Marcelo José das Neves Alves Caetano nasceu em Lisboa a 17 de Agosto de 1906 e faleceu exilado no Rio de Janeiro em 26 de Outubro de 1980.

Conservador, monárquico e integralista desde os tempos do Liceu, colaborou em vários periódicos que perfilhavam esta orientação ideológico-programática, chegando mesmo a dirigir a revista Ordem Nova, publicação auto-assumida como “antiliberal, antidemocrática, anticapitalista, anticomunista, antitotalitária e antimaçónica” .

Aos 16 anos ingressa na Faculdade de Direito de Lisboa. Aí conclui o curso de licenciatura em 1927 e quatro anos mais tarde o Doutoramento (portanto, com apenas 25 anos!) em Direito Público, área em que se tornaria um especialista de renome.

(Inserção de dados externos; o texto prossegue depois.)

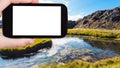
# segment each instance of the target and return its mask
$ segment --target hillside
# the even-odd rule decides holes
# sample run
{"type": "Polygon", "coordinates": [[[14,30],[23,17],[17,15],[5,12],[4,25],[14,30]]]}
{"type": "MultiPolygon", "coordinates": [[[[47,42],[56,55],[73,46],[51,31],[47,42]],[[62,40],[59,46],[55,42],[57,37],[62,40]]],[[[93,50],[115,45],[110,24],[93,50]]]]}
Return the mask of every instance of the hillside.
{"type": "Polygon", "coordinates": [[[100,10],[76,21],[75,28],[120,29],[120,6],[109,10],[100,10]]]}

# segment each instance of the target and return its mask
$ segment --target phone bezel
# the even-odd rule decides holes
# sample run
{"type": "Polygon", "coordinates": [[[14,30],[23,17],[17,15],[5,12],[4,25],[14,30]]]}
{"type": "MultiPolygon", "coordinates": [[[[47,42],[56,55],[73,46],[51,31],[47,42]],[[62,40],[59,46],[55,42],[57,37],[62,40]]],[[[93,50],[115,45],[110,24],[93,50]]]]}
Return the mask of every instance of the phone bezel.
{"type": "Polygon", "coordinates": [[[3,11],[3,35],[10,38],[61,38],[67,34],[67,22],[68,22],[67,7],[63,4],[11,4],[3,11]],[[17,35],[14,36],[12,30],[13,24],[13,6],[60,6],[61,7],[61,35],[17,35]]]}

Em 1933, ano em que é nomeado, por concurso, Professor daquela Universidade, começa a trabalhar como assessor do Ministério das Finanças, pasta ainda a cargo do Presidente do Conselho de Ministros, Oliveira Salazar. Contudo, o primeiro cargo político importante que lhe é atribuído no seio do «Estado Novo», seria o de Comissário Nacional da Mocidade Portuguesa, organização encarregue de arreigar a juventude à ideologia do Regime, à qual dará uma orientação menos pré-militar e mais afastada do modelo desenvolvido pelo Fascismo Italiano.

A entrada no Governo, controlado de perto pela figura do Presidente do Conselho, viria apenas acontecer em 1944, tutelando primeiro a pasta das Colónias e posteriormente a da Presidência, esta última que acumula durante algum tempo com a chefia da diplomacia portuguesa. Entretanto, tinha já presidido à Comissão Executiva da União Nacional e à Câmara Corporativa, organismo que espelhava uma das principais facetas da ideologia política Salazarista.

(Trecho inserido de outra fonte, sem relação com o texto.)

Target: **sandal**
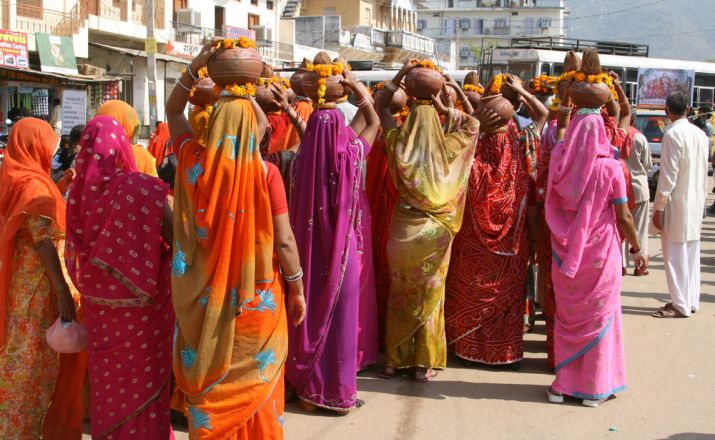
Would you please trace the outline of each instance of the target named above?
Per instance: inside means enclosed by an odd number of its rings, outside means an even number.
[[[423,372],[422,370],[425,371]],[[437,377],[437,371],[431,368],[418,368],[417,371],[415,371],[415,382],[427,383],[434,380],[435,377]]]
[[[683,315],[672,306],[663,307],[661,310],[658,310],[650,316],[654,318],[687,318],[687,316]]]
[[[391,367],[385,367],[384,370],[380,372],[377,376],[380,379],[391,379],[395,375],[395,369]]]

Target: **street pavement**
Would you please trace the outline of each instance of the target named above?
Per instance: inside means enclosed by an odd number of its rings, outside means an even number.
[[[704,224],[701,308],[693,317],[650,316],[669,299],[659,239],[650,240],[650,256],[650,276],[623,280],[628,388],[601,407],[547,402],[553,375],[537,322],[525,338],[521,371],[465,367],[450,358],[433,382],[417,384],[379,379],[376,367],[358,379],[366,406],[347,416],[287,405],[286,438],[715,439],[715,220]],[[188,438],[180,427],[176,435]]]

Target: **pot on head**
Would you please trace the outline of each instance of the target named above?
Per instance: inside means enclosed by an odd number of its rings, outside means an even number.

Na sequência da crise de 1958, marcada pelo afastamento de Craveiro Lopes da Presidência da República – em dissidência com Salazar – e pela candidatura de Humberto Delgado à Chefia do Estado, Marcello Caetano é exonerado do Governo e afasta-se da vida pública, pedindo escusa do lugar de Conselheiro de Estado vitalício e jurando nunca mais voltar.

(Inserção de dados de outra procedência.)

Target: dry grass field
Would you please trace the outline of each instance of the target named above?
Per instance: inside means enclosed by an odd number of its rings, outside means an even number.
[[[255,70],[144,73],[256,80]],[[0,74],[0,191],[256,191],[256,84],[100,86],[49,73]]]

Dedica-se então inteiramente à Universidade e a cuidar da esposa, que adoecera gravemente, actividades que acumula com o trabalho de jurisconsulto, de onde lhe provinham os rendimentos necessários para fazer face à sua delicada situação familiar.

Mas o rumo dos acontecimentos viria a surpreender as suas convicções iniciais! Assim, quando em Setembro de 1968 Salazar sofre um acidente que o impossibilita de continuar a exercer as funções de Presidente do Conselho, o nome de Marcello Caetano começa a ser frequentemente citado para lhe suceder no cargo, despoletando uma onda de apoios de algumas personalidades mais influentes do Regime e a curiosidade da comunicação social nacional e estrangeira.

É então convidado pelo Presidente da República, Américo Thomás, a tomar parte na reunião do Conselho de Estado onde se discutiria a situação política do país. Das três hipóteses colocadas para a solução do problema causado pela incapacidade de Salazar, o Chefe de Estado opta pela exoneração do histórico Presidente do Conselho (ainda que penosamente) e anuncia que ouvirá individualmente cada um dos conselheiros com o intuito de encontrar a personalidade que reunisse os requisitos necessários para assumir o lugar.

Quando finalmente Caetano é chamado para a audiência em Belém, Américo Thomás não solicita o seu conselho, antes lhe apresenta formalmente o convite, garantindo que o seu nome fora apontado pela esmagadora maioria das personalidades que ouvira.

Inicialmente relutante em regressar ao exercício de funções políticas– no decénio que decorrera desde a sua exoneração do cargo de Ministro da Presidência, fora apenas Reitor da Universidade de Lisboa, actividade que no entanto não se aproximava em nada das responsabilidades de Estado - , acaba por aceitar “servir mais uma vez o país” (*) e é empossado em 27 de Setembro desse ano, depois do Presidente da República, no exercício das faculdades que a Constituição lhe conferia, ter exonerado Salazar, mantendo-lhe no entanto todas as prerrogativas inerentes ao cargo.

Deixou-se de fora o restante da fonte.